1 indoor unit, 2 design grille, 3 panel, 4 air inlet, 5 up and down wind direction variable vane, 6 air outlet, 7 pre-filter, 8 heat exchanger, 8a front heat exchanger, 9 cross flow fan, 10 inlet air Road, 11 Nozzle, 11a Drain pan, 11b Air layer, 11c Nozzle cover, 11d Nozzle projection, 11e Drainage groove, 12 Box part, 13 Air outlet, 14 Stabilizer, 14a Projection part, 14b Tip part, 14c First recess, 14d 2nd recessed part, 14e longitudinal groove, 14f longitudinal groove rib, 14g R part, 14h 3rd recessed part, 15 left-right wind direction variable vane, 16 drain hose attachment part.

Claims

With fans,
A heat exchanger provided so as to surround above and forward of the fan;
A nozzle located below the heat exchanger located in front of the fan and provided toward the fan;
A stabilizer provided along a part of the outer periphery of the fan on the fan facing surface of the nozzle,
The stabilizer is
It has a tip at the boundary with the nozzle, and has a protrusion below the tip,
An indoor unit of an air conditioner, wherein a concave first recess that is continuous in the longitudinal direction of the fan is formed between the protrusion and the tip.
The stabilizer is
The indoor unit of the air conditioner according to claim 1, wherein a concave second concave portion that is continuous in a longitudinal direction of the fan is formed in a lower portion of the first concave portion.
The stabilizer is
An R portion having a shape that is convexly curved toward the fan is provided at the boundary with the blowing air passage located below the fan.

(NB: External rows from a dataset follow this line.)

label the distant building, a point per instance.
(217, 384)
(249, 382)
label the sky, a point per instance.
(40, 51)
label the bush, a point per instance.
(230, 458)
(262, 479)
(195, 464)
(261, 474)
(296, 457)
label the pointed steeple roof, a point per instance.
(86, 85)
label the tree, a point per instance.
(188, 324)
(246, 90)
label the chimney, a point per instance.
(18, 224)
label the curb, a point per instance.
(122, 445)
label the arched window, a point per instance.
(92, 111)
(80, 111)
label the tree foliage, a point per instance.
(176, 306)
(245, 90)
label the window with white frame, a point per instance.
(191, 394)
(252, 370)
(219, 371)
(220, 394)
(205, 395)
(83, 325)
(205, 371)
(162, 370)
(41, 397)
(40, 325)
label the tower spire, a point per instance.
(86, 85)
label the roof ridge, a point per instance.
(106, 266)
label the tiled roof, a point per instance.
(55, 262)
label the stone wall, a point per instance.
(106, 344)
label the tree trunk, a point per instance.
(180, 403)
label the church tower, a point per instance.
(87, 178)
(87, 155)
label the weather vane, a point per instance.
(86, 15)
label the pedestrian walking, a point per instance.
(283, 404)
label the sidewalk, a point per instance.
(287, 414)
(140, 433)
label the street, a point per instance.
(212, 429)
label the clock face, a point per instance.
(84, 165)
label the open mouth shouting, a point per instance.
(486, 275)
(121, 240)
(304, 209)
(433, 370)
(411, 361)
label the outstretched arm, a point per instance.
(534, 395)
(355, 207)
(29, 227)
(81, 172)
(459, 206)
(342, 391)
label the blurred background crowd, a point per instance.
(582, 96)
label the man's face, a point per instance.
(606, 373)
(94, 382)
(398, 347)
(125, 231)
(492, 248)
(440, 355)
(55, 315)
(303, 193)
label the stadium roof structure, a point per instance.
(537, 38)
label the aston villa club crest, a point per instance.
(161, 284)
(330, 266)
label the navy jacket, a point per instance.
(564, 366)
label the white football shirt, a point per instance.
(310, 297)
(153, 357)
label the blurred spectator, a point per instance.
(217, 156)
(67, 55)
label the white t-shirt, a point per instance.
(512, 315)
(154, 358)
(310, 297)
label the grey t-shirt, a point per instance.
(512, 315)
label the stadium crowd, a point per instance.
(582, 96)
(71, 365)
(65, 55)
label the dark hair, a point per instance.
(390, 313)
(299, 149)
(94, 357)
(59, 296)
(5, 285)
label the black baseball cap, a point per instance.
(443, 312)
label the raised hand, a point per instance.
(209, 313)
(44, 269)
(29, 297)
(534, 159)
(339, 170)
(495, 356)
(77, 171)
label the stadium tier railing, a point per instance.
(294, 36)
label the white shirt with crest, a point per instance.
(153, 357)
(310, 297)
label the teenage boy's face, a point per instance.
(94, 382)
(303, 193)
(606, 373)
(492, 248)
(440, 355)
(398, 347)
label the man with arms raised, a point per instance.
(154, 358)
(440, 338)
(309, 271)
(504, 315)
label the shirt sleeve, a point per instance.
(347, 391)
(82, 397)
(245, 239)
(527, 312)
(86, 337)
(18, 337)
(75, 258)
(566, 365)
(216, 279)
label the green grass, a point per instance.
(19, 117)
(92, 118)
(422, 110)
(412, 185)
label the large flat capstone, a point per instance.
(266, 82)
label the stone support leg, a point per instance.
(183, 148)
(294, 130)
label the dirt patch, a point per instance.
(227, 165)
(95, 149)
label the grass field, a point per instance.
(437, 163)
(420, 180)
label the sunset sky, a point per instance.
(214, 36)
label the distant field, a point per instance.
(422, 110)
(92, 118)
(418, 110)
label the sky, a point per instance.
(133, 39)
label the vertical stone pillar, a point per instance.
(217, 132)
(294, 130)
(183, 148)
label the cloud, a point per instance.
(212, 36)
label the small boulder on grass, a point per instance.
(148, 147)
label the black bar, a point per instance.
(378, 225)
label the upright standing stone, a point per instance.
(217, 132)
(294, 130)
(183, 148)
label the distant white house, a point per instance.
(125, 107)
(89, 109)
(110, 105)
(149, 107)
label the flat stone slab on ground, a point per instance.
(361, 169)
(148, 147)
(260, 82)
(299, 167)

A plurality of vertical grooves are formed in the R portion side by side in the longitudinal direction of the fan,
The plurality of longitudinal grooves are provided with longitudinal groove ribs,
The position of the longitudinal groove rib is regularly changed in an oblique direction along the outer periphery of the fan,
The indoor unit of an air conditioner according to claim 1 or 2, wherein a third recess is formed by the vertical groove rib filling a part of the vertical groove.
The nozzle is
Forming a drain pan that catches the condensed water generated in the heat exchanger;
The gap between the drain pan and the heat exchanger located in front of the fan is
The indoor unit for an air conditioner according to any one of claims 1 to 3, wherein the indoor unit is 2 mm or less.
The nozzle is
The indoor unit for an air conditioner according to any one of claims 1 to 4, wherein a nozzle cover is attached to the lower surface via an air layer.
A portion of the nozzle forms a drain,
The drain is
6. The indoor unit of an air conditioner according to claim 1, wherein at least one of a heat insulating material and a water absorbing material is attached.
The heat exchanger tube of the heat exchanger is
The indoor unit for an air conditioner according to any one of claims 1 to 6, wherein the indoor unit is made of aluminum.